Koleksiyonlarınızla sosyal sorumluluk projelerine de destek oluyorsunuz aynı zamanda...
Grace koleksiyonuyla beraber toplumsal bir soruna destek olmak istedik. Bir marka sadece trend ya da stillerden ibaret değildir. Marka, DNA’sında ve misyonunda toplumdan aldığını, tekrar topluma sunma işlevine sahip olmalı bana kalırsa. Kitleleri minik hareketlerle de olsa sorumluluk, bilinç ve birbirine destek konusunda etkileyebilmeli. Burada en değerli gördüğümüz sorun kız çocuklarının eğitimiydi. Çalışmalarına inandığım ve yaşarken tanıma şerefine nail olduğum saygıdeğer Türkan Saylan’ın kurucusu olduğu Çağdas Yaşamı Destekleme Derneği ile iki senedir anlaşmalı bir çalışma yürütmeye başladık.Grace ve Memories koleksiyonundan yapılan her satışın belli bir kısmı ile “Anadolu’da Bir Kızım Var” projesine destek oluyoruz.
Markanızın nasıl tanımlarsınız?
Kaliteli malzeme, iyi kalıp ve kaliteli aksesuarın iyi bir tasarımla can bulduğu zamansız bir marka. Zaman çok hızlı akıp geçiyor ve popüler kültürde sistem bize hep hızlı tüketilen ürünleri sunmakta. Oysa zamansız, evladiyelik parçalardan oluşan koleksiyonlar, gündüzden geceye, iş hayatından özel hayata her daim giyilebilir seçenekler sunmakta.
2024-25 İlkbahar/Yaz koleksiyonunuzun ilham kaynakları neler?

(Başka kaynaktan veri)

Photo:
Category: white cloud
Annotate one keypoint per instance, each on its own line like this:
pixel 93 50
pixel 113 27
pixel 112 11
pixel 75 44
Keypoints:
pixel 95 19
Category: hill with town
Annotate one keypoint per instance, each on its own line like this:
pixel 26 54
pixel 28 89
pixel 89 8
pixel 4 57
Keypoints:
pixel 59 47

Güncel sanatçı ressam Yasemen Latife Ayvaz ile bir işbirliği yaptık. Giyilebilir sanat mottosu ile hazırlanan kapsül koleksiyonda sanatçının eseri dijital baskı tekniğiyle günlük hayatın hızlı akışına uygun spor parçalar üzerine uygulandı. Markanın DNA’sındaki zamansız ve şık kavramına uyumlu olarak smokin takımlarla kombinlenen tişört, hoodie, body gibi detaylar ve ürünler bütünsellik oluşturdu. İlk defa unisex olarak üretilen bu ürünlerle de erkek müşterilere ulaşmayı hedefliyoruz. “Sanat toplum içindir” yaklaşımı ile kitlelere ulaşılabilir sanat sunmayı hedefledik. Kadın sanatçıları destekleyerek bu konuya gösterdiğim hassasiyeti vurgulamış olduğum için çok mutluyum.

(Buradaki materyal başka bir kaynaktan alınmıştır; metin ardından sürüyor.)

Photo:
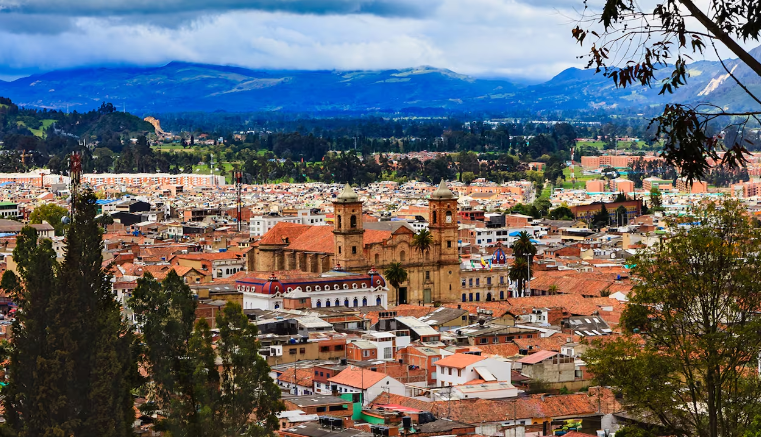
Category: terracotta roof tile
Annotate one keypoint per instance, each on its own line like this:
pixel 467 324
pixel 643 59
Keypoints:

Kendi kişisel stilinizi nasıl tanımlarsınız?
Eklektik bir stile sahibim. Renklerin ve formların birleşimi benim ruhumu yansıtıyor. Bir rengin, formun veya aksesuarın ön plana çıktığı, çarpıcı, şık, özgün parçalar ya da bunların karışımından oluşan bir stilin notalarını gözlemleyebilirsiniz. Zamansız, özgün parçaları uzun ömürlü kullanmayı seviyorum. Birbiriyle uymayan renk, desen ve formların bileşimini seviyorum. Bence stil auradır. Giydiğiniz bir parçayı kendinize has taşıma tarzınızdır.
Gardırobunuzun vazgeçilmez parçaları nelerdir?
Tüvit, kaşmir ve gabardin dokudaki ceketlerim ve farklı kesimde mini, tütü, volanlı, tafta eteklerim... Denim pantolonlarım, stiletto’larım, loafer’larım, sneaker’larım ve bunları kombinlediğim şapkalarım, fularlarım, gözlüklerim aklıma ilk gelenler.
Markanızın dışında farklı projeler yapıyorsunuz. Bunlardan biraz bahsedebilir misiniz?
Çekimlerine mayıs ayında başlanacak "Kelebeklerin Uyuduğu Yerdeyim" adlı bağımsız filmin styling danışmanlığını yapacağım. Ayrıca özel bir televizyon kanalında program sunucusu ve içerik hazırlayacısı olarak konuklarımı ağırlayacağım. İletişimci geçmişim sayesinde bu kısmın da oldukça keyifli olacağını düşünüyorum. Hayatın içinden ilham alarak hayata ve sanata dair unsurlardan beslenmeye devam edeceğim. Ayrıca styling için danışmanlık alan müşterilerimle de ilgileniyorum. Bir başka severek ilgilendiğim kısım ise prodüksiyon. Koleksiyon çekimleri ve moda filmleri için prodüksiyon yapmak, her detay ile en ince ayrıntısına kadar ilgilenmek uğraşlarım arasında.